My cruel but practical way of dealing things is to avoid myself from my exes, to not let myself interfere with their life, stop all mode of communication and slowly perhaps painfully get myself on my feet and learn to live without that someone again. It may take two days, or two months and even 2 years. You will know when you over someone when you have no feelings of anger or even affection the next time you see or talk to them. And maybe only then, you can decide whether you want to stay friends with them. I can only speak on my behalf, for I know some relationships are different and how it started and ways it ended, my method works for me because I simply want to avoid complications. Our life is complicated enough as it is, with family, friendships, financial and jobs to juggle, its just not enough room for anymore mess.

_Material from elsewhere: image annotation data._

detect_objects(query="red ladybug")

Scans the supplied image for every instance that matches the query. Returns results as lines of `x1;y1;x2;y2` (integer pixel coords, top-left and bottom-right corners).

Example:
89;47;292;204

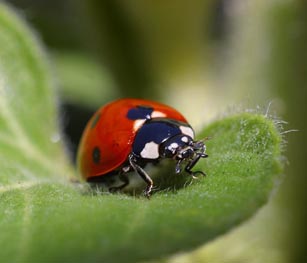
77;99;208;197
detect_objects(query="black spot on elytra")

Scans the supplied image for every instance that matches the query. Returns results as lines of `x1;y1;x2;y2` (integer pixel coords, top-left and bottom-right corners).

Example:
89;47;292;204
92;146;100;164
127;105;153;120
91;114;100;129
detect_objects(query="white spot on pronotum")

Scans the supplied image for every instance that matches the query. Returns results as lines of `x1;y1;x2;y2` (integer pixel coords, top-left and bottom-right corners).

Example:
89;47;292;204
170;142;178;149
141;142;159;159
50;133;61;143
133;119;146;131
151;111;166;118
180;126;194;139
181;136;189;143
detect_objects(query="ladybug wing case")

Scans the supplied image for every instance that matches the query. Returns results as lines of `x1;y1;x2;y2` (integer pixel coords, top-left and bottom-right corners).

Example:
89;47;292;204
77;99;187;182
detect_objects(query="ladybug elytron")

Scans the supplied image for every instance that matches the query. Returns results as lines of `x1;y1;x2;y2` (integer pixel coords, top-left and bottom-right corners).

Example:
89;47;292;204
77;99;208;197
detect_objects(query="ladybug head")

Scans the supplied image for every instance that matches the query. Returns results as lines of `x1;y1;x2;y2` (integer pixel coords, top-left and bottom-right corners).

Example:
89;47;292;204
159;134;208;174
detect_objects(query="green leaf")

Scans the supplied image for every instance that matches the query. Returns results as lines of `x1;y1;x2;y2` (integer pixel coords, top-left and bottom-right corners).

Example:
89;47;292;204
53;52;118;108
0;4;71;188
0;4;281;262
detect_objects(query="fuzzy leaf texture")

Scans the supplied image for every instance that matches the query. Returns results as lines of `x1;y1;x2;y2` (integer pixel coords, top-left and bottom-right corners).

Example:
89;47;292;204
0;4;281;262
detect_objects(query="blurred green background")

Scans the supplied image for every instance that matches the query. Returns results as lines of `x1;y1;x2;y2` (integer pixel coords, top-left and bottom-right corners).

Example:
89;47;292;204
7;0;307;262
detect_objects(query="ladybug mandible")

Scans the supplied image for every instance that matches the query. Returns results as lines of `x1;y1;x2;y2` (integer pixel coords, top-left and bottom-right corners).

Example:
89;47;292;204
77;99;208;197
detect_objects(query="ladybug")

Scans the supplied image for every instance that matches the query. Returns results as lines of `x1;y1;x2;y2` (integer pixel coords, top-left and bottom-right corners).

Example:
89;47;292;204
77;99;208;197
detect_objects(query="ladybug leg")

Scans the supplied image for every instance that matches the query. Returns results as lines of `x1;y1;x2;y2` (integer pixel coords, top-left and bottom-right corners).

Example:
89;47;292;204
109;172;129;192
184;153;208;179
129;155;153;198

Ultimately, we want to be happy and in order to achieve that we need a clear conscience for us to make the best and RIGHT decisions for our self in our daily life. Fact of the matter is, take time to mourn and find ways to be happy again.

For you guys out there, please dont use the word 'friend' like some cheap meaningless label because friends are supposed to be there when you need them, in both good or bad times, and if you want to use that term just for you to come off as 'nice', then forget it. Look around you and ask yourself, what a friend really means to you. Define it well, and then you decide. I can happily say I have a healthy relationship with my friends, no suppressed feelings or pretence, because lying to yourself is a pain that will ruin you in time regardless you acknowledge it or not.

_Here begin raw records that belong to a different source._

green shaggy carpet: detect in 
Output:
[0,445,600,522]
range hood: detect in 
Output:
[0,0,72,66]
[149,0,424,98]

So there you go, I know some of you might not agree entirely or opposed to the idea. Like I said earlier, its MY take on things. You may use it or disregard it but I want to share it because I know some of us craves for answers.

...We left our not-to-be-forgotten breakfast slightly sleepy yet exhilarated, I was at ease with this new acquaintance of mine and glad that I was able to reveal myself and comfortable talking about what I feel because often we have hard time showing our true colours for fear of judgement or being misunderstood. All I can say is you have to nothing to lose, in fact everything to gain.